Seeing the results on screen is to see a labor of love, meticulously hand
crafted to simulate vintage book illustrations come to life. The filmmakers
employed everything at their disposal,* combining live action performers with
detailed miniatures, matte shots, puppetry, stop-motion animation and paper
animation. The Fabulous World of Jules
Verne stands apart from its western counterparts because it embraces the
artificiality of the film medium. The scenes are packed with visual wonders at
every turn, that never existed, but you wish they did.
* According to Zeman, “To get my visions to the big screen,
I use everything film can use, drawings, models, live action, mixed together to
create a new cinematic language.” (from DVD featurette “The Birth of a Film
Legend”)
The Fabulous World of
Jules Verne belongs within a continuum of more than a century of filmmaking,
beginning with the work of George Melies, and continuing with the German
expressionists of the teens and ‘20s. Zeman owes much to the old masters, but
in turn, it’s not too difficult to spot how he influenced the filmmakers who
followed in his footsteps. Whether it was unconscious or by design, Zeman
inhabited the DNA of many others, such as the animations of Terry Gilliam (nearly
three decades before Gilliam’s version, Zeman graced the world with his own version
of Baron Munchausen). It’s not too
much of a stretch to see Zeman’s film in Hayao Miyazaki’s (particularly Porco Rosso, Kiki’s Delivery Service and Howl’s
Moving Castle) efforts, with regard to fantastic land, sea and air vehicles.

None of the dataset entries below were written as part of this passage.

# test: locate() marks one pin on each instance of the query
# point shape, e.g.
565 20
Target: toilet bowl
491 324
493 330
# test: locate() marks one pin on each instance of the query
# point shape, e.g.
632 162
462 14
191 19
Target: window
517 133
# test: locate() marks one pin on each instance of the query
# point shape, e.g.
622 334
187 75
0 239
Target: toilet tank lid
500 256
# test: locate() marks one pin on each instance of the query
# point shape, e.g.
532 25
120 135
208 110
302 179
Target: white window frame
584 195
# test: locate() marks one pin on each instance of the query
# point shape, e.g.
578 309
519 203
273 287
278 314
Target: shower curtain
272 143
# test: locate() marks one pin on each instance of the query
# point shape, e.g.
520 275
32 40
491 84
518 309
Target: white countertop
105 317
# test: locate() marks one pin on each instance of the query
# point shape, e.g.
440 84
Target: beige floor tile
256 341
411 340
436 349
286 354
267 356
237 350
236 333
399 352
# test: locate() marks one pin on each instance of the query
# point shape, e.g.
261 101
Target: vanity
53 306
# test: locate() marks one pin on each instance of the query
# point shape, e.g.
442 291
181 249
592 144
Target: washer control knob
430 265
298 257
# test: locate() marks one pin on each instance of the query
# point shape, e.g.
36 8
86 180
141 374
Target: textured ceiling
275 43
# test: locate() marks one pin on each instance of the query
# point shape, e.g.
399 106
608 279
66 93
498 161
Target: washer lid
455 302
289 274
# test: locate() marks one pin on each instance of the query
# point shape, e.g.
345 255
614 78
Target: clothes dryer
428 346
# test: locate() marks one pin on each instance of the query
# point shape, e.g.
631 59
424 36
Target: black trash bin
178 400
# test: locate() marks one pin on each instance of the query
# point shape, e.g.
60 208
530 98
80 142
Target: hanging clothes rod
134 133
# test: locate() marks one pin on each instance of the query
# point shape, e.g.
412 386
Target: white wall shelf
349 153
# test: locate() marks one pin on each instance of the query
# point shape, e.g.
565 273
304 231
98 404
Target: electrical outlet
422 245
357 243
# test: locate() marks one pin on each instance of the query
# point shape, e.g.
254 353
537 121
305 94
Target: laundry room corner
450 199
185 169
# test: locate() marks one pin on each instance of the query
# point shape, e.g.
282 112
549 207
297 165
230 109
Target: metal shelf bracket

The underwater scenes in Fabulous World
also seem to be the spiritual ancestor of Henry Selick’s animated sequences in The Life Aquatic with Steve Zissou (2004). The integration of
live action actors with an artificial environment serve as a template for many
of the genre films that followed decades later, especially Steven Lisberger’s Tron (1982) and the CGI-rendered
landscapes in Kerry Conran’s Sky Captain
and the World of Tomorrow (2004).
Zeman and his team deserve a rightful place alongside his
western counterparts for changing the face of effects in films. The Fabulous World of Jules Verne is a
fitting counterpoint to Disney’s 20,000
Leagues Under the Sea, which sits on the opposite pole of the aesthetic spectrum.
If the Disney film was the ideal realization of the Jules Verne universe made
real, then The Fabulous World of Jules
Verne is the perfect visualization of the abstract. While American films
attempt to push special effects to the limit, simulating reality as much as
possible, Zeman achieved the converse. The limitations of the effects in
Zeman’s film are not a liability, but an asset, exploiting the surreal
potential of cinema, making everything as unreal as possible.
Sold! I will definitely have to catch this one -- it sounds fascinating! And who doesn't love Jules Verne, honestly?
ReplyDeleteIt's short on story, but it more than makes up for it with an abundance of whimsy. Highly recommended!